The critical insight: write latency is independent of batch size (up to the point where the batch is large enough to require multiple S3 PUTs, which is hundreds of MB). A transaction registering 1 file and a transaction registering 1,000 files have essentially the same latency — one object storage PUT.

This is why write batching is RockLake's primary write optimization. Instead of "make writes faster," the strategy is "do more work per write."

End-to-End Examples

Example 1: DuckDB Lists Tables (Warm Cache)

Operation: SELECT * FROM ducklake_tables WHERE schema_id = 1
Deployment: DuckDB and RockLake in same AZ (us-east-1a)
Cache state: Warm (tables block cached)
Layer Time
Network (TCP in same AZ) 0.8ms
PG-wire parse 0.03ms
SQL classification 0.01ms
Catalog logic (construct prefix, MVCC filter) 0.1ms
SlateDB prefix scan (block cache hit, 15 keys) 0.3ms
Response serialization (5 visible rows) 0.05ms
Network (response) 0.7ms
Total ~2ms

Example 2: ETL Registers 100 Files (S3 Standard)

Operation: BEGIN; INSERT INTO ducklake_data_files ...; (×100); COMMIT;
Deployment: RockLake on EC2 in us-east-1, S3 Standard
Layer Time
Network (×102 messages: BEGIN, 100 INSERTs, COMMIT) 2ms
SQL classification (×102) 0.02ms
Catalog logic (construct 100 key-value pairs) 0.5ms
Write batch assembly (100 pairs + snapshot) 0.1ms
SlateDB WAL flush (1 S3 PUT, ~50KB) 85ms
Response serialization 0.05ms
Total ~88ms

Example 3: First Query After Cold Start (S3 Standard)

Operation: SELECT * FROM ducklake_columns WHERE table_id = 5
Deployment: Fresh start, empty block cache
Layer Time
Network 1ms
PG-wire + SQL classification 0.05ms
Catalog logic 0.1ms
SlateDB scan: 1 SST block fetch from S3 55ms
MVCC filter (30 raw rows → 12 visible columns) 0.01ms
Response serialization (12 rows) 0.05ms
Network (response) 1ms
Total ~57ms

After this first query, the SST block is cached. A repeat of the same query takes ~2ms.
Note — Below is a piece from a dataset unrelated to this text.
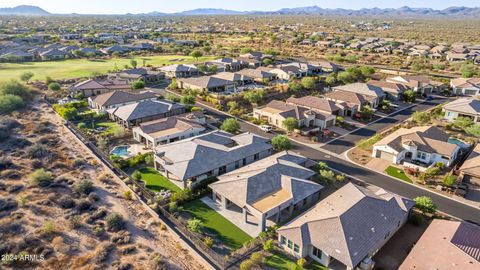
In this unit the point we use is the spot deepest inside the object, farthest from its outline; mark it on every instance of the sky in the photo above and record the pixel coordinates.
(145, 6)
Latency Reduction Strategies

In order of impact:

Strategy Reduction Effort
Switch to S3 Express One Zone 5–10x on cold reads, 5–10x on writes Low (config change)
Increase block cache size Eliminates cold reads (if catalog fits) Low (config change)
Co-locate in same AZ 2–5x on network layer Medium (deployment change)
Use native extension (Strategy C) Eliminates network entirely Medium (build change)
Run GC regularly Reduces scan amplification 2–50x Low (operational practice)
Use local MinIO for dev 10–50x on all I/O Medium (infrastructure)

The strategies are additive. Applying all of them transforms latency from "80ms cold reads" to "sub-millisecond for everything."